The town of Nikel in Russia’s Murmansk region will be short of one smelter as Nornickel has announced the closure of its now-defunct smelter site. Before its closure, the plant in Nikel had been Nornickel’s oldest production facility but was suspended as part of the company’s plans to cut down on pollution.
Besides this, the company has also stated its commitment to reducing sulfur dioxide emissions. The closure of the smelting facilities in Nikel is a step in that direction. For 74 years of the shop’s existence, it produced 61.8 million tonnes of nickel-containing feedstock and over 2.4 million tonnes of high-grade nickel matte.
Nikel Environmental Problem
The closure of the plant in Nikel represents the end of a 74-year era and the start of a brighter future for the people of the region where they care most about the environment.

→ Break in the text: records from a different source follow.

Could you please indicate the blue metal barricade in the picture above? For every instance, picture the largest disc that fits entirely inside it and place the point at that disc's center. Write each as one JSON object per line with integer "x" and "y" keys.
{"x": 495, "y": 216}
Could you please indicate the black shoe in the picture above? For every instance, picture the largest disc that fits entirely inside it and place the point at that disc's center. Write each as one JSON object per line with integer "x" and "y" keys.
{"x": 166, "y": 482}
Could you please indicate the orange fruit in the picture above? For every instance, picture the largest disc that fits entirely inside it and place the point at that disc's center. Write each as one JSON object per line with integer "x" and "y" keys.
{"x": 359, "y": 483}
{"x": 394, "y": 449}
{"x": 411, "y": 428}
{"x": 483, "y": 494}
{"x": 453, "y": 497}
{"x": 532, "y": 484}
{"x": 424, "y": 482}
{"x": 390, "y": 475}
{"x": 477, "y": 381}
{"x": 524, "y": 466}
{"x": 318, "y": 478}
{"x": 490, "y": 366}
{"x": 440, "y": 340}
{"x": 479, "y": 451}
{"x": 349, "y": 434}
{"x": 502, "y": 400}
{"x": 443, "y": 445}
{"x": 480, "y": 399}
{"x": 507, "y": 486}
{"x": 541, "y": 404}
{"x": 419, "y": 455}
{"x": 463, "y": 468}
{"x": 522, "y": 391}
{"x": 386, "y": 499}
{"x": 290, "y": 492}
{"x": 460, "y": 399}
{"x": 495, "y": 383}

“Today, we host a symbolic event — the melting of the ‘last ladle’, after which the smelting shop will be closed. This is a historical event for Nornickel. Following the closure of the smelting facilities in Nikel, we are modernizing our metallurgical production in Monchegorsk, including the construction of new state-of-the-art facilities,” said Vladimir Potanin, President of Nornickel.
Potanin also said that the company wants the plants to meet modern requirements, as the products being produced by the company are essential for the future. Thus, he said, the company can boast of being an environmentally advanced company that produces goods for the green economy.

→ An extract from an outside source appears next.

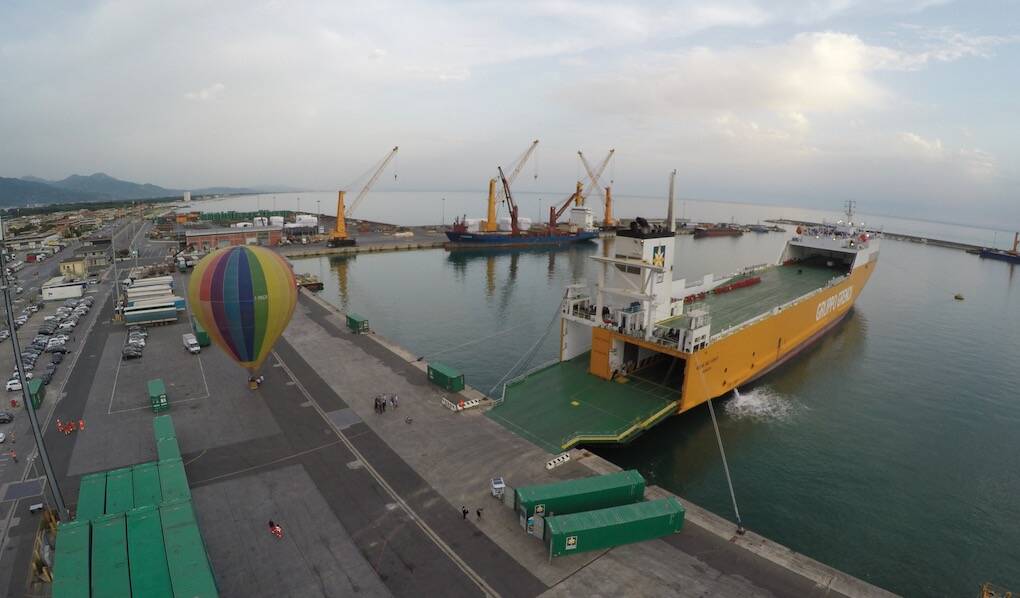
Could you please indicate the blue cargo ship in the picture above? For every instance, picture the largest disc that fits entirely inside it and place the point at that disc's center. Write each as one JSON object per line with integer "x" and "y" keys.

The closure of the Nikel plant was commended by Andrey Chibis, the Murmansk Region Governor, who reported on the recent developments that, in his opinion, will benefit the environment.

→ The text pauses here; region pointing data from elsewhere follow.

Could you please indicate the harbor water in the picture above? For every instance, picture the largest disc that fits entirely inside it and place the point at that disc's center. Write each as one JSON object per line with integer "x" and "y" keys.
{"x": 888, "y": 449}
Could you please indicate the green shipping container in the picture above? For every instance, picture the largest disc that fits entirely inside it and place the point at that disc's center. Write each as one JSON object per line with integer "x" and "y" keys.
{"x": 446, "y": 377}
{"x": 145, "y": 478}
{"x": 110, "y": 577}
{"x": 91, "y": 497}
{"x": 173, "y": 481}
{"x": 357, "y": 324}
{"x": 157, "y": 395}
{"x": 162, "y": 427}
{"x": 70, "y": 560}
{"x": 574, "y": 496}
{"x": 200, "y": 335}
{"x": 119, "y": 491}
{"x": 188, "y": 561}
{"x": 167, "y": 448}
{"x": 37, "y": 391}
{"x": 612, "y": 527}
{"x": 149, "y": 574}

“The company’s decision to close the smelter was certainly a forced measure aimed at reducing harmful emissions into the atmosphere. But overall, this is the reconfiguration of the Kola Mining and Metallurgical Company’s production facilities, modernization, implementation of modern technologies, and an increase in the output of the company’s main products in our region,” he said.
The Road to Solving the Nikel’s Ecological Problems
Besides reducing environmental damage, the social aspect of the Nikel plant’s closure was also taken into account. Employees who worked at the former plant were offered replacement jobs within the company, and those who wished to start a business were given the resources to get started.
The decision to close the plant in Nikel was first made in November 2019. However, it has already benefited the environment in that it completely eliminated the sulfur dioxide emissions in the border area with Norway.
Over the next year, customer service and the clean-up crew will operate in the shop to prepare it for mothballing. Then, if any use can be found for the plant, it will be transformed accordingly. Currently, there is competition among Nornickel investors to develop an industrial or cultural project that can be implemented at the currently vacant site.
Requirements for this planned development include the ecological transformation of the local area, the creation of green production facilities, and providing new jobs for the staff.